The short answer is yes. Not dealing with the deficit will cause so much economic pain that it is hard to get people to imagine it. That has to take priority over not raising taxes. It is not a matter, at least for me, of what is desirable, but of what is necessary. I would prefer a smaller government, lower taxes, etc. But unless Republicans manage to install far more members of Congress than seems likely today, that’s not going to happen. Waiting until there is a train wreck to fix the track is not sound public policy.

What Should Seniors Do?

Bill Daugherty wrote:

“One very large obstacle to the idea of VAT replacing income taxes would seem to be the seniors lobby. ‘What? I paid taxes on my income all my earning life, and now you want to change to tax me on my spending life as well?’ Getting from Here to There will always be a problem. No solution can be beneficial to all age and earning cohorts.”

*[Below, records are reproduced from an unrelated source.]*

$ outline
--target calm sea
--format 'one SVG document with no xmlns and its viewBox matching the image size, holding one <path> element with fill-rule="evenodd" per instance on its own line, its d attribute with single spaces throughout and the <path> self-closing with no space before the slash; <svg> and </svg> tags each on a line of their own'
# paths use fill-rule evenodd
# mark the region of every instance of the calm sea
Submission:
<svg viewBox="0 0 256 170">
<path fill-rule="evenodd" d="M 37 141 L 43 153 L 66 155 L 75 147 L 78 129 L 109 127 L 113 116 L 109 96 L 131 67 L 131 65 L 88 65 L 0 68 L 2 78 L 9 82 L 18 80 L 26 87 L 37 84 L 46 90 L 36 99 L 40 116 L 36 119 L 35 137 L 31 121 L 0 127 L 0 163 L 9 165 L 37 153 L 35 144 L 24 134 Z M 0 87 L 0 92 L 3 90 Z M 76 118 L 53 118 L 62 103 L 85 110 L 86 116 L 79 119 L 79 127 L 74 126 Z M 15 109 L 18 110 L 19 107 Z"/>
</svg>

And David Oldham answered:

“I think a VAT with exports exemption is a good idea. The point made in comments here about VAT hitting retired folk already hit by low savings returns is valid (I am in that category myself), but one has to ask the question, what do we older generations deserve for being instrumental or oblivious to creating such a mess for our kids and grandkids? We will all have to suffer the ultimate consequences.”

David makes a very solid point. Borrowing from our children, which they must pay in the future, to enjoy our benefits today is not right, any way you look at it. And with a prebate, that should take much of the argument away.

Read the rest of this entry »

Is Your State A Net Giver or Taker of Federal Taxes?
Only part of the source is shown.